Università di Oxford, 1974. Il professor Joseph Coupland inizia un esperimento molto particolare. Lo aiutano due suoi studenti, oltre al giovane Brian, che, patito di riprese cinematografiche, è incaricato di filmare tutto. Oggetto dell’esperimento è Jane, una ragazza con manie suicide cui è stata diagnosticata la schizofrenia, ma che crede di essere posseduta da una presenza che chiama Evey. Coupland – che non crede al soprannaturale – mira a far sì che l’energia telecinetica prodotta da Jane si manifesti così da riuscire a rimuoverla, guarendo la ragazza. Coupland ci aveva provato anni prima con un bambino, ma la mamma gli aveva impedito di proseguire l’esperimento: il professore mostra agli studenti i filmati realizzati nel corso di quel tentativo, evidenziando come il bambino attribuisse i suoi episodi telecinetici a un fantomatico signor Gregor. L’Università taglia però i fondi a Coupland per la scarsa ortodossia del suo esperimento. Il professore decide di continuare e gli studenti sono con lui, ma le cose si complicano ben presto anche perché tra Brian e Jane si sviluppa una particolare relazione.

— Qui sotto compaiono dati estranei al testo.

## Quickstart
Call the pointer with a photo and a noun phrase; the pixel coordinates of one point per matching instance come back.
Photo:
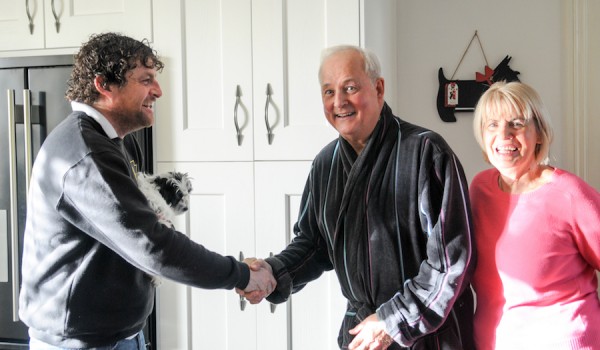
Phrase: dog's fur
(168, 194)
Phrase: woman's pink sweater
(538, 253)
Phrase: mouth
(345, 115)
(506, 150)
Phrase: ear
(101, 86)
(380, 87)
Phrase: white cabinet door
(287, 40)
(70, 22)
(17, 32)
(220, 218)
(255, 46)
(46, 24)
(217, 63)
(311, 318)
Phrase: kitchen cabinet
(231, 66)
(229, 203)
(45, 24)
(251, 89)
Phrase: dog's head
(175, 188)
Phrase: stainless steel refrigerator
(32, 103)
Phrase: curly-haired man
(91, 238)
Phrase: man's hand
(261, 282)
(370, 335)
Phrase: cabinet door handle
(269, 131)
(28, 142)
(271, 305)
(238, 94)
(56, 19)
(14, 233)
(29, 17)
(242, 299)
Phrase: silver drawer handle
(14, 233)
(238, 95)
(56, 19)
(269, 131)
(29, 17)
(242, 299)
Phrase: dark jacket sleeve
(306, 257)
(444, 215)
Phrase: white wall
(434, 33)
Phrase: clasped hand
(261, 284)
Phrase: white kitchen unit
(247, 208)
(233, 53)
(51, 24)
(232, 68)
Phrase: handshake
(261, 284)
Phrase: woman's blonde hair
(503, 98)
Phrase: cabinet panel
(258, 46)
(15, 30)
(221, 219)
(70, 22)
(288, 37)
(217, 60)
(311, 318)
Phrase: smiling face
(510, 142)
(352, 102)
(130, 107)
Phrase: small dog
(168, 195)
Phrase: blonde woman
(537, 230)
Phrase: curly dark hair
(110, 56)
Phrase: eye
(351, 88)
(327, 92)
(492, 124)
(517, 123)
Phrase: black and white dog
(168, 195)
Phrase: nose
(339, 100)
(156, 90)
(505, 130)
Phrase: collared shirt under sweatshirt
(91, 239)
(395, 224)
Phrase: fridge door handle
(14, 232)
(28, 142)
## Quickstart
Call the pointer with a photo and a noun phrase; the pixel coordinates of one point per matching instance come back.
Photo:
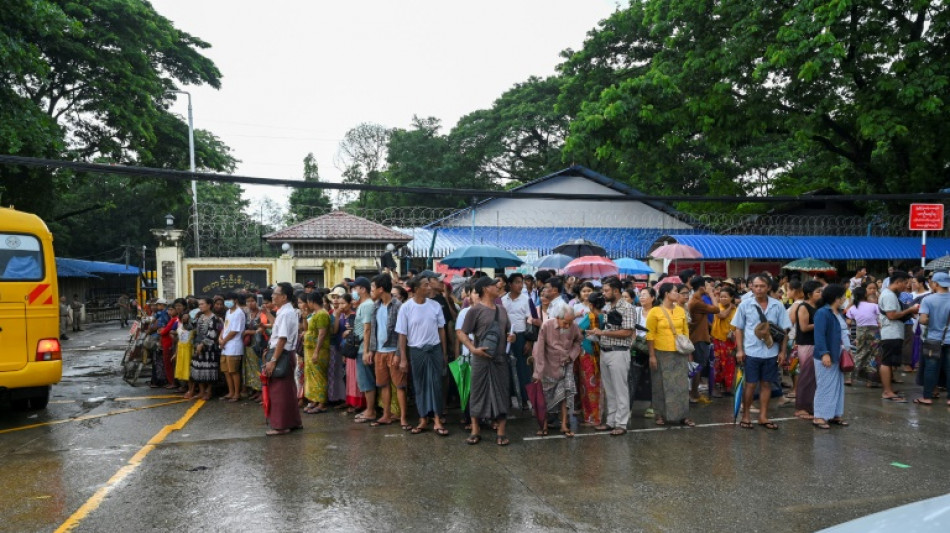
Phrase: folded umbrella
(462, 373)
(538, 403)
(737, 394)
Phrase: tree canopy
(91, 81)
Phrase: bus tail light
(49, 350)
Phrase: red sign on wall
(926, 217)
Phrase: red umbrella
(265, 395)
(591, 266)
(676, 251)
(536, 397)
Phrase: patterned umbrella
(676, 251)
(580, 248)
(633, 266)
(591, 266)
(481, 256)
(553, 262)
(810, 265)
(940, 263)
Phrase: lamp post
(191, 157)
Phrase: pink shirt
(864, 314)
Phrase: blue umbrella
(481, 256)
(633, 266)
(552, 262)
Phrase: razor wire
(225, 233)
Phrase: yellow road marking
(90, 417)
(96, 499)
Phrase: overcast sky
(298, 74)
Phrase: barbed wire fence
(221, 233)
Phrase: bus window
(21, 258)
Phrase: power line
(181, 175)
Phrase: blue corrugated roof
(818, 247)
(78, 268)
(619, 242)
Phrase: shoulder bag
(530, 330)
(777, 333)
(492, 336)
(683, 344)
(283, 367)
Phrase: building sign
(926, 217)
(771, 268)
(715, 269)
(209, 282)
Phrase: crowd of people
(576, 352)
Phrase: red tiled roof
(337, 226)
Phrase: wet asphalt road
(219, 472)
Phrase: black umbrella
(580, 248)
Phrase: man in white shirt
(232, 346)
(284, 414)
(518, 305)
(421, 328)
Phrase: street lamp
(191, 157)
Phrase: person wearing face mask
(232, 346)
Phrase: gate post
(169, 258)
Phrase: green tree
(91, 81)
(709, 97)
(519, 139)
(308, 203)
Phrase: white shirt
(285, 326)
(518, 309)
(420, 323)
(234, 321)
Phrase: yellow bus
(30, 353)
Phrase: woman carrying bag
(829, 379)
(669, 367)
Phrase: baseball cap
(942, 279)
(360, 282)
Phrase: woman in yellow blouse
(670, 371)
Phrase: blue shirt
(382, 318)
(827, 335)
(747, 318)
(937, 308)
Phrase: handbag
(846, 363)
(683, 344)
(282, 368)
(778, 334)
(491, 337)
(934, 348)
(530, 330)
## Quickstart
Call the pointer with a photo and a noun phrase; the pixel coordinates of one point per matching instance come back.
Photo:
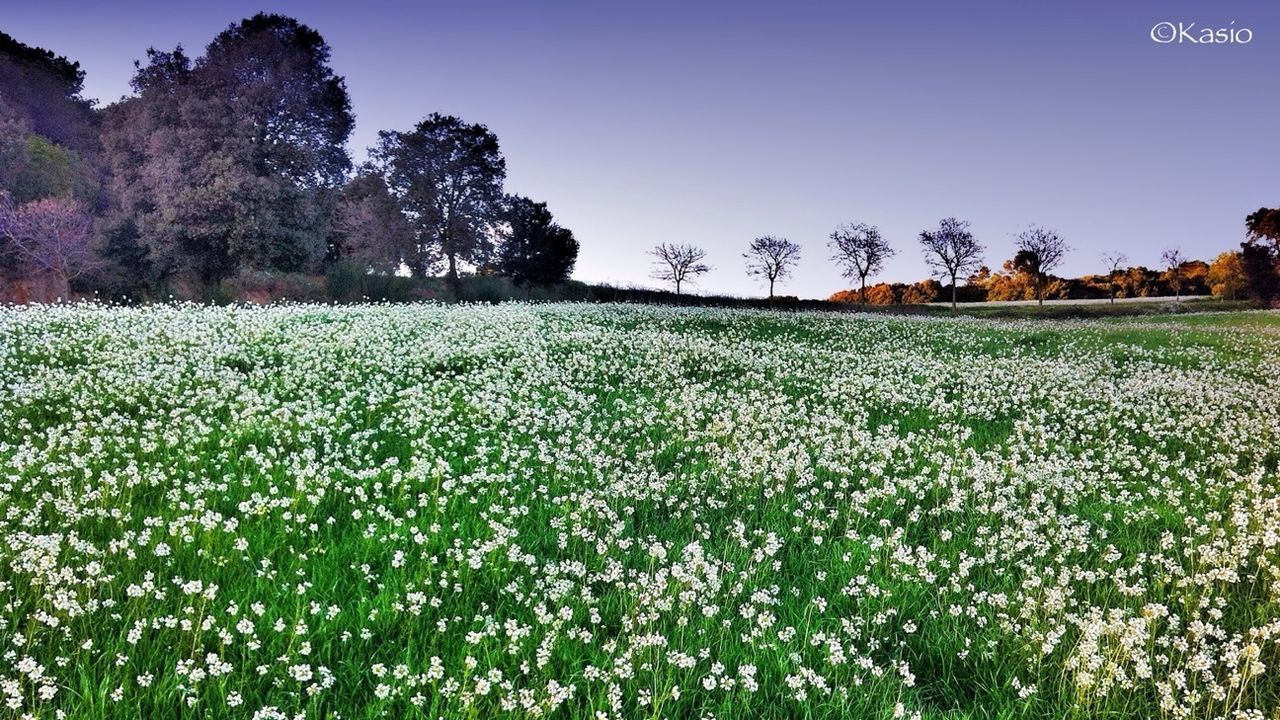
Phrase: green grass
(302, 510)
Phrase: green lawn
(625, 511)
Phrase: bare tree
(49, 237)
(771, 258)
(1174, 261)
(860, 250)
(951, 250)
(1114, 261)
(1040, 250)
(679, 263)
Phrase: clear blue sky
(716, 122)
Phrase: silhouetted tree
(41, 92)
(1114, 261)
(679, 263)
(771, 259)
(1174, 260)
(447, 176)
(535, 250)
(951, 250)
(1040, 251)
(860, 250)
(233, 160)
(1260, 255)
(1226, 277)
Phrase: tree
(1174, 260)
(860, 251)
(1040, 250)
(369, 228)
(951, 250)
(41, 92)
(49, 237)
(1114, 260)
(447, 176)
(922, 292)
(679, 263)
(1226, 276)
(1264, 224)
(233, 160)
(771, 259)
(535, 250)
(1260, 255)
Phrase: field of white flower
(612, 511)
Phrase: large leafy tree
(369, 227)
(41, 92)
(49, 237)
(1040, 251)
(233, 160)
(535, 249)
(1260, 255)
(447, 176)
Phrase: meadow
(608, 511)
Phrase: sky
(713, 123)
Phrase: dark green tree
(447, 176)
(369, 228)
(1260, 254)
(233, 160)
(535, 250)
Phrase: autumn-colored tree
(1226, 277)
(880, 294)
(922, 292)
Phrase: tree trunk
(455, 282)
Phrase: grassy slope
(707, 472)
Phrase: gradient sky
(717, 122)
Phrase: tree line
(956, 261)
(236, 162)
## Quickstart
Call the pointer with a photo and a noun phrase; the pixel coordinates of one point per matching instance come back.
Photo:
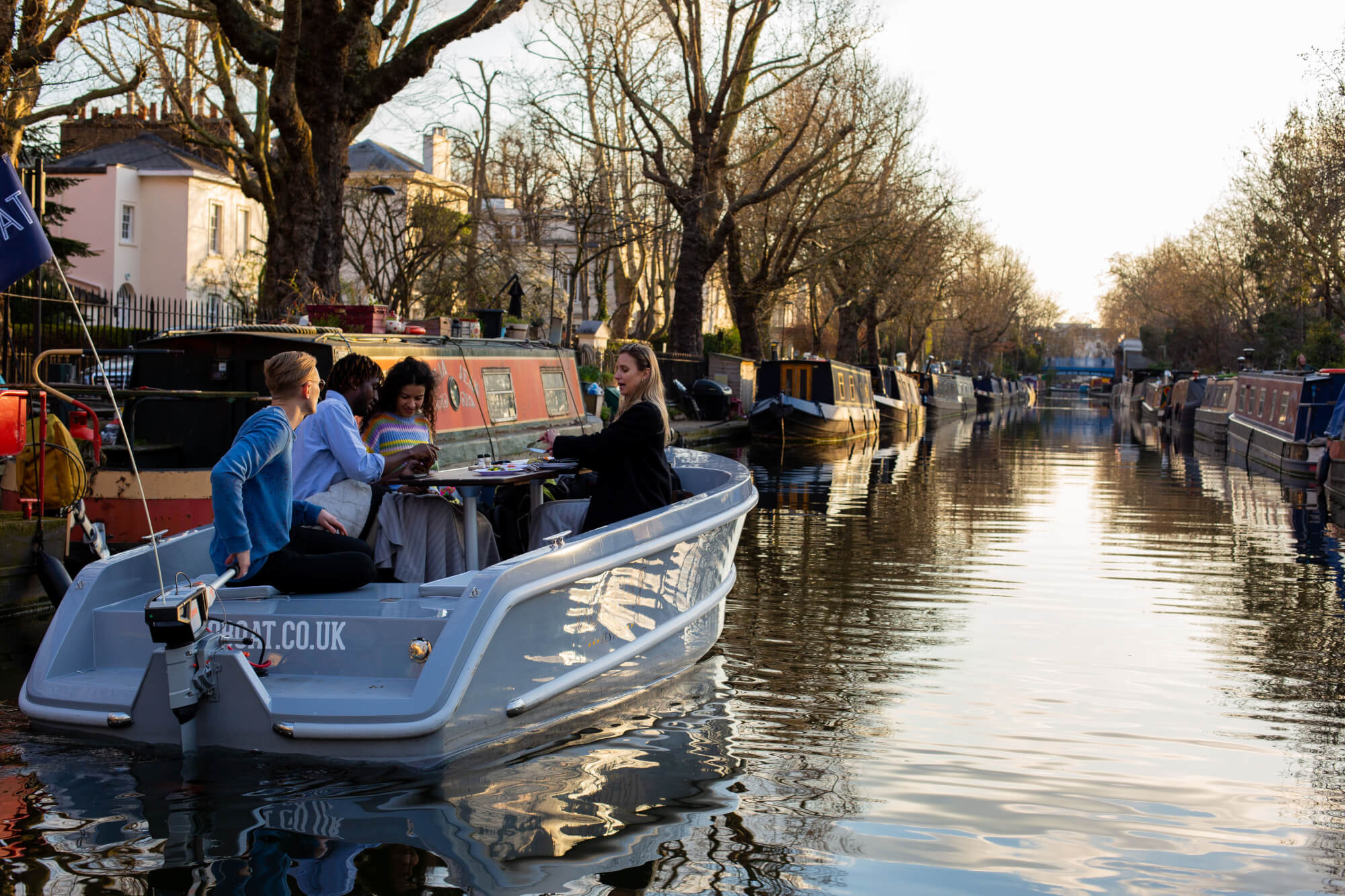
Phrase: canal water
(1028, 653)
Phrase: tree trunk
(693, 266)
(848, 338)
(871, 321)
(625, 294)
(305, 245)
(744, 300)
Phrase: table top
(459, 477)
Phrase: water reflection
(605, 809)
(1039, 650)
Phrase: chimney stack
(438, 158)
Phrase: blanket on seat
(423, 538)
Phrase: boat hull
(896, 413)
(1272, 451)
(516, 649)
(1213, 425)
(801, 421)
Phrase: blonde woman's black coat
(633, 471)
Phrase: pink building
(165, 222)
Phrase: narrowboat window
(556, 393)
(500, 395)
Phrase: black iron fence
(687, 369)
(38, 315)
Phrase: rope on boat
(122, 424)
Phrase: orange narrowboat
(184, 408)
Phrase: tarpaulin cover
(1334, 428)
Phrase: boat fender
(52, 573)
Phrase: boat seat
(558, 516)
(249, 592)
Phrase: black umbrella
(516, 298)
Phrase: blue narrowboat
(1280, 420)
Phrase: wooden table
(470, 481)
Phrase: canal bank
(1023, 653)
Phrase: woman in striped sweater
(404, 413)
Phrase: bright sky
(1093, 128)
(1085, 128)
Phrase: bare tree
(392, 243)
(313, 73)
(728, 60)
(32, 34)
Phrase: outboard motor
(178, 619)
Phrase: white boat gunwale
(436, 694)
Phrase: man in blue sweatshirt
(252, 499)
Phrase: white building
(165, 224)
(383, 192)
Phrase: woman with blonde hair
(634, 474)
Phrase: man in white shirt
(329, 447)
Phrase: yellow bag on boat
(65, 475)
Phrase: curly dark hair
(408, 372)
(352, 372)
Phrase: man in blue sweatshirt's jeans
(251, 495)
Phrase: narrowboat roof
(814, 361)
(354, 341)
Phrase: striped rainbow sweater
(388, 434)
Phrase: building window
(500, 395)
(122, 310)
(243, 243)
(217, 218)
(558, 395)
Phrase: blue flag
(24, 245)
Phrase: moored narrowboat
(948, 395)
(1155, 401)
(813, 400)
(896, 396)
(991, 393)
(1213, 415)
(1186, 399)
(1280, 420)
(182, 409)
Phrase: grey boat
(404, 673)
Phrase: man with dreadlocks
(418, 537)
(329, 447)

Siamo dalle parti dei film che affrontano il paranormale con atteggiamento scientifico e dispiego di macchinari e spirito positivo. Analogamente agli esempi più classici del genere (da Gli invasati a Dopo la vita), è presto evidente come ambizione e debolezze umane corrompano la correttezza dei comportamenti e riducano pericolosamente la distanza tra soggetto e oggetto dell’indagine. La storia procede senza troppi sussulti secondo uno schema consolidato: trova un paio di interessanti rivolgimenti nell’ultima parte, ma si conclude con la tipica vaghezza di certi horror fantasmatici. I personaggi sono funzionali, ma poco approfonditi: la coppia di studenti è poco più che abbozzata e il “cameraman” è di stolido buonismo. Solo il professore – interpretato con finezza da Jared Harris (figlio del grande Richard Harris) – rivela qualche ambizione nel dettaglio caratteriale, mentre la tragica figura dell’oggetto dell’esperimento vive soprattutto grazie all’intensa interpretazione di Olivia Cooke.
Sceneggiatore di un certo rilievo (il remake di Rollerball, The Skulls e altri ancora), John Pogue aveva esordito alla regia non indegnamente con Quarantena 2, il sequel di un remake di un horror spagnolo: un esordio, quindi, umile e non certo autoriale. Qui perfeziona le sue doti e conferma buona affinità con il genere. Gli elementi sono abbastanza usurati, ma la loro gestione è sufficientemente consapevole e sapiente da mantenere costante una tensione sotterranea che compensa la carenza di “fatti”. Pogue non cerca di stupire, ma accompagna lo spettatore con buona padronanza di stile attraverso i vari stadi dell’incubo. La cosa migliore è l’atmosfera sinistra che rievoca degnamente quella di alcuni classici spettrali della Hammer – la rediviva casa britannica di tanti horror del passato che produce il film – e “veste” in modo adeguato una storia non irresistibile rendendola comunque interessante da seguire.
Il regista strizza anche l’occhio al recente filone dei found footage movies: diverse delle riprese rappresentano infatti ciò che Brian filma, ma in linea di massima il film è impostato in modo tradizionale. Le riprese in soggettiva mirano soprattutto a un effetto scenico e visuale, per godere dei vantaggi del found footage senza subirne la dittatura e gli schematismi. Pogue trova forza espressiva soprattutto negli inserti in bianco e nero, dove la crudezza dello scontro tra razionalità e ossessione si materializza con toni aspri e realistici.